Deux policiers comparaissent lundi et pour cinq jours à Rennes pour "non-assistance à personne en danger" après la mort de deux jeunes dans un site EDF à Clichy-sous-Bois, un drame à l'origine de trois semaines d'émeutes dans les banlieues françaises.
Il y a dix ans, le 27 octobre 2005, une intervention de la police sur un chantier de Seine-Saint-Denis avait mis en fuite un groupe de dix mineurs parmi lesquels Muhittin Altun, Bouna Traoré et Zyed Benna.
Après avoir pris la direction d'un bois, les trois jeunes ont escaladé le mur d'enceinte d'un site EDF. Bouna Traoré, 15 ans, et Zyed Benna, 17 ans, vont y être mortellement électrocutés par un arc électrique. Muhittin Altun sera grièvement blessé par la chaleur produite par l'arc électrique.
La mort des deux adolescents avait été suivie par trois semaines d'émeutes dans les banlieues françaises. Le gouvernement avait dû décréter l'état d'urgence.
Lundi, le gardien de la paix Sébastien Gaillemin, 41 ans, qui était sur place, et Stéphanie Klein, 38 ans, qui était au standard du commissariat, comparaissent pour non-assistance à personne en danger. Ils encourent au maximum cinq ans de prison et 75.000 euros d?amende.
Une manifestation mercredi, ainsi que des rassemblements quotidiens devant le tribunal, le temps du procès, ont été annoncés par un collectif anti-police proche de certains groupes radicaux d'opposants au projet d'aéroport de Notre-Dame-des-Landes, situé entre Rennes et Nantes.
Selon l'avocat des policiers Me Daniel Merchat "les éléments constitutifs de la non-assistance à personne en danger ne sont pas réunis". "Mes clients n'ont jamais eu la certitude qu'il y avait des individus dans le site", a-t-il assuré avant le procès.

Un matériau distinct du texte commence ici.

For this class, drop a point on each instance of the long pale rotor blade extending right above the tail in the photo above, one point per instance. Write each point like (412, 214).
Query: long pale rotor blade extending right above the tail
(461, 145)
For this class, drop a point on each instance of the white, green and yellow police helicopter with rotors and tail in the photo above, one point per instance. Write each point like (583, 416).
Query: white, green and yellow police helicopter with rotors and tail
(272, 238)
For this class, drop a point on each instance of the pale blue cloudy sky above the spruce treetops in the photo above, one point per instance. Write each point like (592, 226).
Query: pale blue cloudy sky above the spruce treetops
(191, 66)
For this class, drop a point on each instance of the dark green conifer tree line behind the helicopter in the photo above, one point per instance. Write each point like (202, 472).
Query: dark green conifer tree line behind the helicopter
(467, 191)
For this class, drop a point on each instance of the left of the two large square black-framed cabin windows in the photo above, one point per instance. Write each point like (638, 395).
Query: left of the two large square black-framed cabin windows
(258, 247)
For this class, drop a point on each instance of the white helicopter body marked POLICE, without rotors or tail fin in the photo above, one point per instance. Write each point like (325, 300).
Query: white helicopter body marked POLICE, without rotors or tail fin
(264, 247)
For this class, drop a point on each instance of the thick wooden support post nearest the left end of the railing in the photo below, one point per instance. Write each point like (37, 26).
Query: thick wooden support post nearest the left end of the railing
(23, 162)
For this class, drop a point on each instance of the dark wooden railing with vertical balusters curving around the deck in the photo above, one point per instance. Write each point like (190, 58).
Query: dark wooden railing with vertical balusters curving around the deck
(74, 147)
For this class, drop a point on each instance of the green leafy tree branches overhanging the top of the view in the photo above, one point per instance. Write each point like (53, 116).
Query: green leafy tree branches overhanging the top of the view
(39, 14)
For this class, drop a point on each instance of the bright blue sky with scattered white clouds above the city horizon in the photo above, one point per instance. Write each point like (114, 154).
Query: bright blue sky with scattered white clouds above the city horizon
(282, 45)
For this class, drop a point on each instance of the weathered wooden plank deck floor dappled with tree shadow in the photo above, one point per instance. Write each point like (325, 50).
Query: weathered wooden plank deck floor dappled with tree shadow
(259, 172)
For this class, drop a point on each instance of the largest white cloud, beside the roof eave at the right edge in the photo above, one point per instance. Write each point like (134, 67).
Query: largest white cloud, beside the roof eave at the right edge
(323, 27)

Mais pour Me Jean-Pierre Mignard, avocat des familles, "les trois gosses sont des victimes, deux d'entre eux sont morts dans des conditions atroces. Et cela aurait pu être évité".
Dix ans d'attente
L'avocat critique la longue procédure judiciaire qui a abouti à ce procès. Pour lui, "il y a eu une volonté d'exténuer cette procédure en la retardant au maximum. Ça a failli réussir".
Mais finalement tous se félicitent que ce procès ait enfin lieu, pour mettre fin à une si longue attente et obtenir des réponses.

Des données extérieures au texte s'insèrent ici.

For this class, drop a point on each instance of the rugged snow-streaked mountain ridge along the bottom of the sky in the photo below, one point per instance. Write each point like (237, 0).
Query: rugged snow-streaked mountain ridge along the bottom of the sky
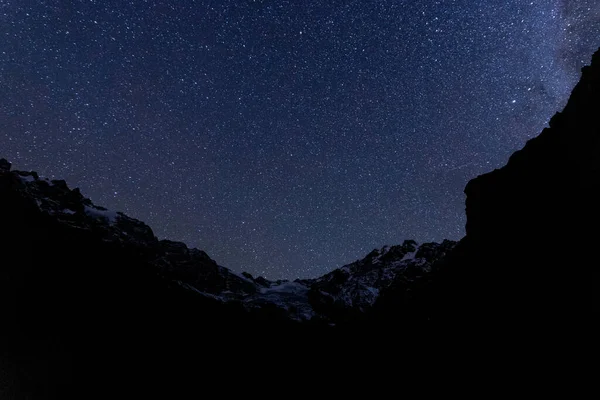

Car derrière "un sentiment de colère et d'incompréhension" toujours vif, "on veut savoir ce qui s'est réellement passé", a expliqué à l'AFP Siyakha Traoré, le grand-frère de Bouna.
"Ça fait dix ans qu'on attend ce procès", rappelle Adel Benna, le grand-frère de Zyed. "Il y a beaucoup de zones d'ombres. On n'arrive pas à comprendre", explique-t-il.
Même du côté des policiers, ce procès est attendu. "Mes clients sont soulagés de pouvoir être enfin entendus, parce qu'ils ont la conviction de n'avoir commis aucune faute, aucune erreur", a expliqué Me Merchat.
Il rappelle que depuis les faits les deux policiers sont toujours en fonction: "l'inspection générale de la police nationale n'a relevé aucune faute à leur encontre. Il n'y a pas eu de procédure disciplinaire".
Dix années d'attente auront été nécessaires pour parvenir à ce procès. Dans ce dossier les parquets successifs, de Bobigny à Rennes, ont toujours soutenu le non-lieu.
Mais ce sont les juges d'instruction de Bobigny, qui avaient rendu en octobre 2010 une ordonnance renvoyant les deux fonctionnaires de police devant le tribunal correctionnel pour non-assistance à personne en danger, qui auront finalement le dernier mot.
La chambre de l'instruction de la cour d'appel de Rennes suivra leur avis et renverra les deux policiers devant le tribunal correctionnel de Rennes.